Lavras da Mangabeira – O Brasil enfrenta um cenário de disparidades profundas na segurança pública, e os dados de 2024 consolidam uma tendência preocupante: o Nordeste permanece como a região mais letal do país. Segundo o levantamento mais recente, o Ceará encabeça o ranking nacional de mortes violentas, registrando uma taxa de 32,6 assassinatos para cada grupo de 100 mil habitantes.
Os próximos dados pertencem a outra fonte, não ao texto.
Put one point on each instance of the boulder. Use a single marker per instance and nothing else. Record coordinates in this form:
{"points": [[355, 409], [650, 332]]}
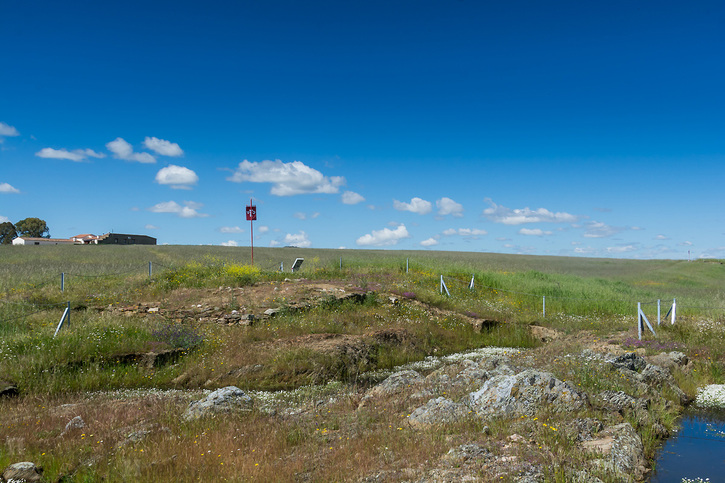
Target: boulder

O índice cearense é alarmante quando comparado à média nacional, que ficou em 15,97. Na prática, o risco de ser vítima de um crime violento no Ceará é duas vezes maior do que a média brasileira.
O "Top 3" da Violência
A liderança do Ceará não é um fato isolado na região. O topo da lista é integralmente ocupado por estados nordestinos, evidenciando uma crise de segurança que ultrapassa fronteiras estaduais:
Ceará: 32,6 mortes/100 mil hab.
Pernambuco: 31,6 mortes/100 mil hab.
Alagoas: 29,4 mortes/100 mil hab.
Crescimento acima da média
Embora o país venha buscando reduzir seus índices criminais em algumas regiões, os números de 2024 mostram que o desafio ainda é hercúleo. A taxa brasileira de 18,05 assassinatos por 100 mil habitantes (considerando o acumulado do período) demonstra que, embora o índice nacional médio seja 15,97, o pico estatístico de 2024 elevou a pressão sobre as políticas públicas de segurança.
Especialistas apontam que a guerra entre facções criminosas pelo controle de territórios e rotas de tráfico, somada à vulnerabilidade social, são os principais motores para que estados como Ceará e Pernambuco mantenham números tão elevados.
O Desafio das Autoridades
A persistência dessas taxas coloca os governadores sob constante cobrança. No Ceará, o investimento em inteligência e o aumento do efetivo policial têm sido as apostas do governo, mas o reflexo direto na redução da letalidade ainda esbarra na capilaridade do crime organizado.
Enquanto a média nacional flutua em torno de 16 mortes, o abismo que separa o Brasil "médio" do Ceará (32,6) reforça a necessidade de uma intervenção federal mais coordenada e políticas de segurança que foquem não apenas na repressão, mas na prevenção e investigação qualificada.